Evolution - Dashdrive Discussion

oaxaca

Well-known Member
Foundation Member
Jul 8, 2014
573
832
263
Each member of the second tier will be required to have a specific amount of storage space in
order to power the DashDrive filesystem. By sharding the storage via the collateral transaction
hash, we can define 1024 different shared storage devices on the network. We use 1024
because, we can identify shards by using the first 10 bits of a unique hash per storage object.
For example, with a 40GB allocation requirement, the network can enjoy about 40960GB of
storage space. When users interact with the network they will transmit information to be stored
on DashDrive via the decentralized API.

For redundancy, each shard will be stored multiple times on the network.

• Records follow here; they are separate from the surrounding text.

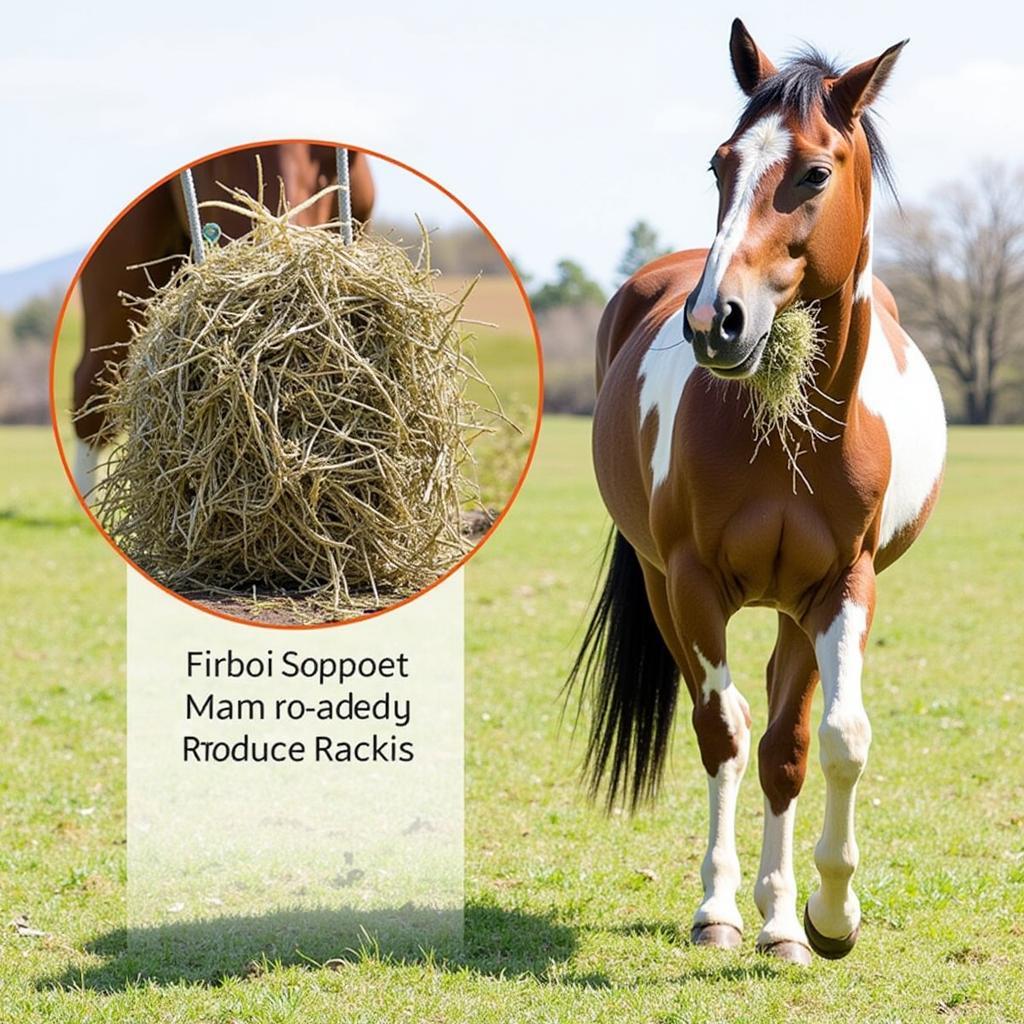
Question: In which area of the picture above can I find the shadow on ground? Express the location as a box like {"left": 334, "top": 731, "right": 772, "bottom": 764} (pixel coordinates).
{"left": 37, "top": 901, "right": 584, "bottom": 992}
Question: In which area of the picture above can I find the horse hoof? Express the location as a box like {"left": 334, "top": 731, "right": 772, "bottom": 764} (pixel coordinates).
{"left": 690, "top": 922, "right": 743, "bottom": 950}
{"left": 756, "top": 940, "right": 813, "bottom": 966}
{"left": 803, "top": 904, "right": 860, "bottom": 960}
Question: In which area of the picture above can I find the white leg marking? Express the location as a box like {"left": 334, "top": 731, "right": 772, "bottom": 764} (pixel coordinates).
{"left": 809, "top": 600, "right": 871, "bottom": 939}
{"left": 853, "top": 208, "right": 874, "bottom": 304}
{"left": 637, "top": 308, "right": 696, "bottom": 487}
{"left": 859, "top": 309, "right": 947, "bottom": 548}
{"left": 692, "top": 648, "right": 750, "bottom": 933}
{"left": 689, "top": 112, "right": 792, "bottom": 317}
{"left": 73, "top": 440, "right": 101, "bottom": 501}
{"left": 755, "top": 798, "right": 808, "bottom": 947}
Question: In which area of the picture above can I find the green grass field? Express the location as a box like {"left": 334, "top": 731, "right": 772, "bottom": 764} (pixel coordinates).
{"left": 2, "top": 419, "right": 1023, "bottom": 1022}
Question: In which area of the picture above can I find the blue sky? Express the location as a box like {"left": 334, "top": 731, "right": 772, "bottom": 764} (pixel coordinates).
{"left": 4, "top": 1, "right": 1023, "bottom": 287}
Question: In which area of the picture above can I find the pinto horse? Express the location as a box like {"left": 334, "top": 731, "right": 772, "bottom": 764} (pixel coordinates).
{"left": 71, "top": 142, "right": 375, "bottom": 495}
{"left": 571, "top": 21, "right": 945, "bottom": 965}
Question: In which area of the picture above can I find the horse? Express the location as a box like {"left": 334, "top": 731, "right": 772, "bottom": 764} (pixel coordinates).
{"left": 71, "top": 142, "right": 375, "bottom": 496}
{"left": 570, "top": 20, "right": 945, "bottom": 965}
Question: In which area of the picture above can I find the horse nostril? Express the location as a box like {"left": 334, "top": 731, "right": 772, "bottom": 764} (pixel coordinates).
{"left": 718, "top": 300, "right": 745, "bottom": 343}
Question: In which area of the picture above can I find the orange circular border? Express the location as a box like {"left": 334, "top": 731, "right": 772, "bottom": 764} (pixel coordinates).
{"left": 49, "top": 137, "right": 544, "bottom": 630}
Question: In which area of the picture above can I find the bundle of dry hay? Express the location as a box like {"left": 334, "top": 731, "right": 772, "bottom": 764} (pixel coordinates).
{"left": 85, "top": 182, "right": 490, "bottom": 615}
{"left": 743, "top": 301, "right": 842, "bottom": 491}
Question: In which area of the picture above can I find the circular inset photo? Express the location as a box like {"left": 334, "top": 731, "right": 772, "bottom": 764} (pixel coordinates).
{"left": 51, "top": 140, "right": 541, "bottom": 626}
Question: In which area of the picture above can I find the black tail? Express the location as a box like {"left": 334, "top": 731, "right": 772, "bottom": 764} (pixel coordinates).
{"left": 566, "top": 529, "right": 680, "bottom": 810}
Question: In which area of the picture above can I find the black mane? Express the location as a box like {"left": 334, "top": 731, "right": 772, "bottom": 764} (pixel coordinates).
{"left": 739, "top": 46, "right": 897, "bottom": 202}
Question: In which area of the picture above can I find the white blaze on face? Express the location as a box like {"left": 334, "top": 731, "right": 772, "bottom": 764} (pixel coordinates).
{"left": 690, "top": 112, "right": 793, "bottom": 318}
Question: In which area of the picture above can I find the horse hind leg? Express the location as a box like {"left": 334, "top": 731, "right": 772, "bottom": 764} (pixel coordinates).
{"left": 754, "top": 614, "right": 817, "bottom": 966}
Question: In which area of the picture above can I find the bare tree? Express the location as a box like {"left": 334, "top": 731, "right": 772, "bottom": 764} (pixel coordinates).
{"left": 880, "top": 164, "right": 1024, "bottom": 424}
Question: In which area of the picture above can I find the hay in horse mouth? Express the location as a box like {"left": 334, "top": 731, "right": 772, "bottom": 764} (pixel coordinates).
{"left": 79, "top": 180, "right": 497, "bottom": 616}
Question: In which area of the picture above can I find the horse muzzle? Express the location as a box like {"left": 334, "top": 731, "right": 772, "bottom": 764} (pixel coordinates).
{"left": 684, "top": 292, "right": 773, "bottom": 379}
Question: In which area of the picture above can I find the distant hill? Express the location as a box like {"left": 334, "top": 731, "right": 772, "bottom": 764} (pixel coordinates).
{"left": 0, "top": 250, "right": 84, "bottom": 311}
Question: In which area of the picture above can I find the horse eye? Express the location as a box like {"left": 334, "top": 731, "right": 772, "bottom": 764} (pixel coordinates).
{"left": 802, "top": 167, "right": 831, "bottom": 188}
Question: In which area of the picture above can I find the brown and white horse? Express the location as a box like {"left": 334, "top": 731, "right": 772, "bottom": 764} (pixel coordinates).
{"left": 571, "top": 21, "right": 945, "bottom": 965}
{"left": 71, "top": 142, "right": 374, "bottom": 495}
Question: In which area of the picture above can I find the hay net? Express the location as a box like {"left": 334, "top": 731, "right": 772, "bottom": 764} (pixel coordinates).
{"left": 84, "top": 180, "right": 487, "bottom": 613}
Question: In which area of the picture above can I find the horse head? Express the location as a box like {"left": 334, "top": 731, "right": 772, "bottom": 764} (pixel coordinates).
{"left": 683, "top": 19, "right": 906, "bottom": 378}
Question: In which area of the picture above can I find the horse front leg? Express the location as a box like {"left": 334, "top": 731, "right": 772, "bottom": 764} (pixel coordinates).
{"left": 803, "top": 559, "right": 876, "bottom": 959}
{"left": 754, "top": 613, "right": 817, "bottom": 966}
{"left": 660, "top": 552, "right": 750, "bottom": 949}
{"left": 691, "top": 657, "right": 751, "bottom": 949}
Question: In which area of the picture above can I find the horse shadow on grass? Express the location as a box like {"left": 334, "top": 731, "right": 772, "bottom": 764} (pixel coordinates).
{"left": 37, "top": 901, "right": 593, "bottom": 992}
{"left": 37, "top": 907, "right": 802, "bottom": 993}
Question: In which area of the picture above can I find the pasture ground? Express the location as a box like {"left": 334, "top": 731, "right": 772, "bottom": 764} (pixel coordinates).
{"left": 1, "top": 418, "right": 1022, "bottom": 1022}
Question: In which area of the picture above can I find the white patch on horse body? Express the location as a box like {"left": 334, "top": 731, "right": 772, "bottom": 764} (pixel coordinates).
{"left": 859, "top": 308, "right": 946, "bottom": 548}
{"left": 692, "top": 645, "right": 749, "bottom": 738}
{"left": 754, "top": 798, "right": 807, "bottom": 947}
{"left": 690, "top": 112, "right": 792, "bottom": 313}
{"left": 814, "top": 601, "right": 870, "bottom": 770}
{"left": 853, "top": 209, "right": 874, "bottom": 303}
{"left": 73, "top": 440, "right": 101, "bottom": 501}
{"left": 637, "top": 308, "right": 696, "bottom": 487}
{"left": 810, "top": 599, "right": 871, "bottom": 939}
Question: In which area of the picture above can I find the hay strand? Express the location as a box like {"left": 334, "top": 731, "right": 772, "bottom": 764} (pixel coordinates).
{"left": 743, "top": 301, "right": 842, "bottom": 492}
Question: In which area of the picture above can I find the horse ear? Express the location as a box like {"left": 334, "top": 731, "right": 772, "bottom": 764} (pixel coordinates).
{"left": 831, "top": 40, "right": 909, "bottom": 123}
{"left": 730, "top": 18, "right": 778, "bottom": 96}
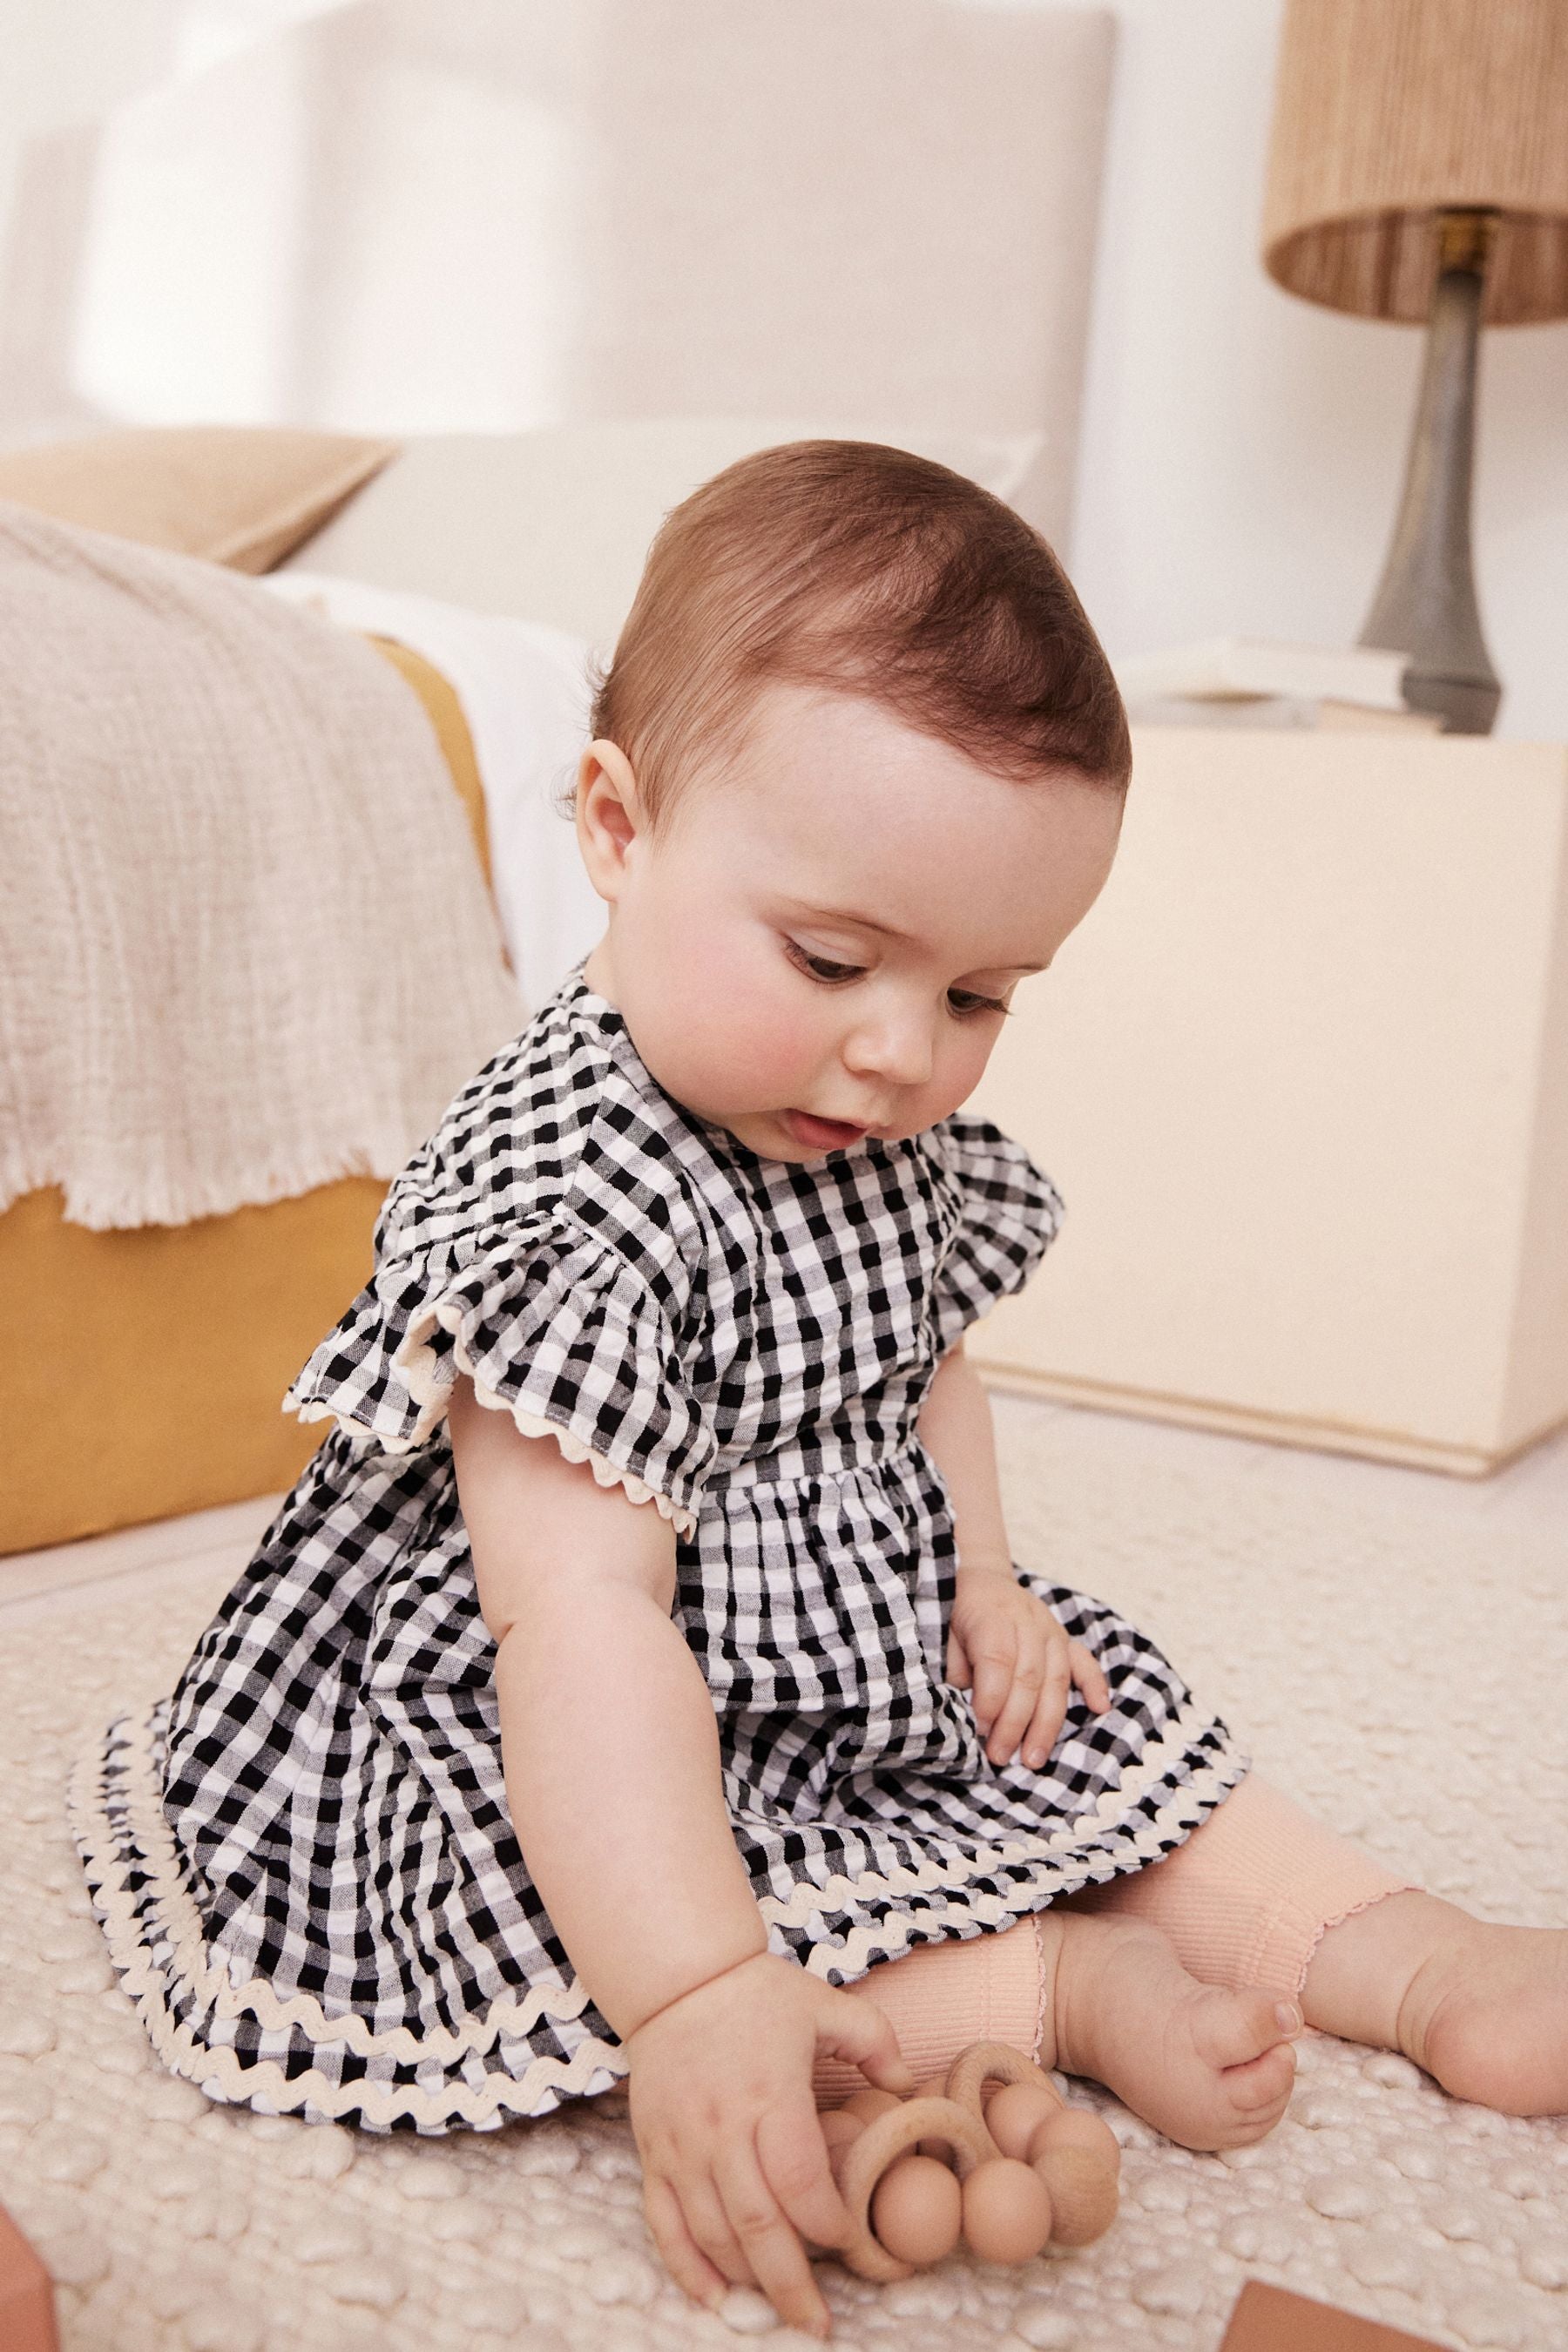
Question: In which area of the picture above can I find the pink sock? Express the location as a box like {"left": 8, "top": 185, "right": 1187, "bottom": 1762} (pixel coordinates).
{"left": 812, "top": 1916, "right": 1044, "bottom": 2105}
{"left": 1066, "top": 1772, "right": 1417, "bottom": 1998}
{"left": 812, "top": 1775, "right": 1417, "bottom": 2103}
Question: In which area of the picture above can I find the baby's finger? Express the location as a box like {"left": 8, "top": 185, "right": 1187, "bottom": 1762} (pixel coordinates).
{"left": 677, "top": 2171, "right": 754, "bottom": 2287}
{"left": 1021, "top": 1672, "right": 1072, "bottom": 1770}
{"left": 944, "top": 1624, "right": 972, "bottom": 1689}
{"left": 818, "top": 1988, "right": 916, "bottom": 2096}
{"left": 1016, "top": 1635, "right": 1072, "bottom": 1766}
{"left": 1068, "top": 1639, "right": 1112, "bottom": 1713}
{"left": 986, "top": 1649, "right": 1046, "bottom": 1765}
{"left": 756, "top": 2094, "right": 851, "bottom": 2253}
{"left": 968, "top": 1632, "right": 1017, "bottom": 1737}
{"left": 715, "top": 2146, "right": 830, "bottom": 2340}
{"left": 644, "top": 2171, "right": 731, "bottom": 2314}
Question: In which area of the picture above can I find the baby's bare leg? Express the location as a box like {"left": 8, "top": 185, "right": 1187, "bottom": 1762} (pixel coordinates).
{"left": 1302, "top": 1896, "right": 1568, "bottom": 2115}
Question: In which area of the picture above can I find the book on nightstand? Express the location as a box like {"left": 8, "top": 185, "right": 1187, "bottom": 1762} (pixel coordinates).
{"left": 1117, "top": 636, "right": 1409, "bottom": 706}
{"left": 1127, "top": 694, "right": 1442, "bottom": 733}
{"left": 1115, "top": 637, "right": 1441, "bottom": 733}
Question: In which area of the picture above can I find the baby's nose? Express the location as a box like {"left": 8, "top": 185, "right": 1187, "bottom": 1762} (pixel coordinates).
{"left": 843, "top": 1007, "right": 934, "bottom": 1088}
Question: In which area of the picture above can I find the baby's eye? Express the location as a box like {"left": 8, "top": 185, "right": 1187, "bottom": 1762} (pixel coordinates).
{"left": 947, "top": 987, "right": 1010, "bottom": 1018}
{"left": 785, "top": 940, "right": 865, "bottom": 986}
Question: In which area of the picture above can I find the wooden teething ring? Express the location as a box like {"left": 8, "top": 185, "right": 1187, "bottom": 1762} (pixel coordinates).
{"left": 834, "top": 2098, "right": 995, "bottom": 2281}
{"left": 944, "top": 2039, "right": 1068, "bottom": 2126}
{"left": 830, "top": 2041, "right": 1119, "bottom": 2281}
{"left": 948, "top": 2038, "right": 1120, "bottom": 2252}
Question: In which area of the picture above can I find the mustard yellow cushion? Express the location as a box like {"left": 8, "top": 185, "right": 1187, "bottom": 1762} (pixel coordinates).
{"left": 0, "top": 426, "right": 398, "bottom": 574}
{"left": 2, "top": 640, "right": 491, "bottom": 1556}
{"left": 363, "top": 638, "right": 493, "bottom": 896}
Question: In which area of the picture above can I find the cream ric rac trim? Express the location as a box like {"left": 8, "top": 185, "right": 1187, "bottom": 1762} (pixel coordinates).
{"left": 462, "top": 1386, "right": 697, "bottom": 1538}
{"left": 69, "top": 1708, "right": 628, "bottom": 2129}
{"left": 764, "top": 1701, "right": 1248, "bottom": 1952}
{"left": 77, "top": 1706, "right": 604, "bottom": 2060}
{"left": 290, "top": 1286, "right": 698, "bottom": 1538}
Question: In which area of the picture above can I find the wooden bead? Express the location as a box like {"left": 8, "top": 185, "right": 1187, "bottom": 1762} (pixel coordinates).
{"left": 1031, "top": 2146, "right": 1119, "bottom": 2248}
{"left": 985, "top": 2082, "right": 1062, "bottom": 2162}
{"left": 841, "top": 2085, "right": 902, "bottom": 2124}
{"left": 1029, "top": 2103, "right": 1121, "bottom": 2176}
{"left": 944, "top": 2042, "right": 1066, "bottom": 2131}
{"left": 869, "top": 2154, "right": 963, "bottom": 2268}
{"left": 835, "top": 2097, "right": 997, "bottom": 2284}
{"left": 960, "top": 2158, "right": 1054, "bottom": 2265}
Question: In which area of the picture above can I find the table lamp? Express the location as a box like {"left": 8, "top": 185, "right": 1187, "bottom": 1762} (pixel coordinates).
{"left": 1261, "top": 0, "right": 1568, "bottom": 733}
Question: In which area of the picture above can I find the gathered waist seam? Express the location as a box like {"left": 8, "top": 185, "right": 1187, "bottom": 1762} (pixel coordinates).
{"left": 706, "top": 1438, "right": 934, "bottom": 1501}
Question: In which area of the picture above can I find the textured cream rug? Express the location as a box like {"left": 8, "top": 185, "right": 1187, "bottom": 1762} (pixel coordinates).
{"left": 3, "top": 1396, "right": 1565, "bottom": 2352}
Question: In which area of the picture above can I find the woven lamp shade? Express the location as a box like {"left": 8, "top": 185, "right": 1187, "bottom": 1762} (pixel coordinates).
{"left": 1263, "top": 0, "right": 1568, "bottom": 326}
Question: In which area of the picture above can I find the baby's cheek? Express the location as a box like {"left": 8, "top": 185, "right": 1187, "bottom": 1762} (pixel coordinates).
{"left": 708, "top": 946, "right": 823, "bottom": 1083}
{"left": 711, "top": 989, "right": 821, "bottom": 1106}
{"left": 652, "top": 943, "right": 816, "bottom": 1112}
{"left": 906, "top": 1028, "right": 998, "bottom": 1131}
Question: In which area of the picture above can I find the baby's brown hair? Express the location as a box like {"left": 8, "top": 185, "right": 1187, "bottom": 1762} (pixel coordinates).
{"left": 586, "top": 439, "right": 1130, "bottom": 832}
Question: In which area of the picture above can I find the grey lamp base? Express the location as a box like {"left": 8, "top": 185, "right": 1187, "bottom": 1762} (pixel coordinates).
{"left": 1396, "top": 665, "right": 1502, "bottom": 737}
{"left": 1357, "top": 218, "right": 1502, "bottom": 738}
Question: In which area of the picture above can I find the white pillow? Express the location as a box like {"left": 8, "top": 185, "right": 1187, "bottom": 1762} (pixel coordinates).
{"left": 282, "top": 417, "right": 1045, "bottom": 656}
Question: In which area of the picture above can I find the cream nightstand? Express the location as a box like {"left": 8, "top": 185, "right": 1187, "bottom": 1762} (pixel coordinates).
{"left": 966, "top": 728, "right": 1568, "bottom": 1477}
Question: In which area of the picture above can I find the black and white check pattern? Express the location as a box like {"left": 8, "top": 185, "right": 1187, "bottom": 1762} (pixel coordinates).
{"left": 76, "top": 964, "right": 1247, "bottom": 2132}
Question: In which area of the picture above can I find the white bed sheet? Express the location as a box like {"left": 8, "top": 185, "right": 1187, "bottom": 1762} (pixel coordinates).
{"left": 263, "top": 571, "right": 604, "bottom": 1014}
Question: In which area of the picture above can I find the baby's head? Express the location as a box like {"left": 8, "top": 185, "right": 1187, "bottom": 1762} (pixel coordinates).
{"left": 575, "top": 440, "right": 1128, "bottom": 1161}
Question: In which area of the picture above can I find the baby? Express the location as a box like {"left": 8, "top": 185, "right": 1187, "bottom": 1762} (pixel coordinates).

For example if the
network has 5000 Masternodes, we will store each item ((5000/1024)+seed_count) times.
DashDrive supports a few advanced features such as transactional commits, where users can
require multiple files get written to different destinations on the network. If any write fails, the
entire commit for all files will be reverted.

In addition, reading or writing files is only possible when a user has access to a given file, such
as their own profile page. When trying to read files a user does not have access to, they will be
denied access.

Writing files can be done only by having enough quorum signatures, and can be used to do
maintenance or allow users to update information on the network.
 

oaxaca

Well-known Member
Foundation Member
Jul 8, 2014
573
832
263
I get it. It's terrifying and beautiful.

Gone are the days of downloading 3500 copies of the blockchain onto the drive of each node. Now, the hard drives of each node are 1/3500 of the blockchain. Instead of querying your local copy "dash-cli getinfo", you query the high-performance shared computing resource called Dashdrive. This is disk drive striping on steroids.
 

Solarminer

Well-known Member
Apr 4, 2015
762
922
163
Is DashDrive only intended for blockchain and transactions?

This will be the most expensive secure storage available. It would be best to keep any outside services off of the DashDrive. Bitcoin is getting sidechains polluting their blockchain. Eventually, this DashDrive will be huge and you don't want to be stuck because 3rd party storage was allowed early on.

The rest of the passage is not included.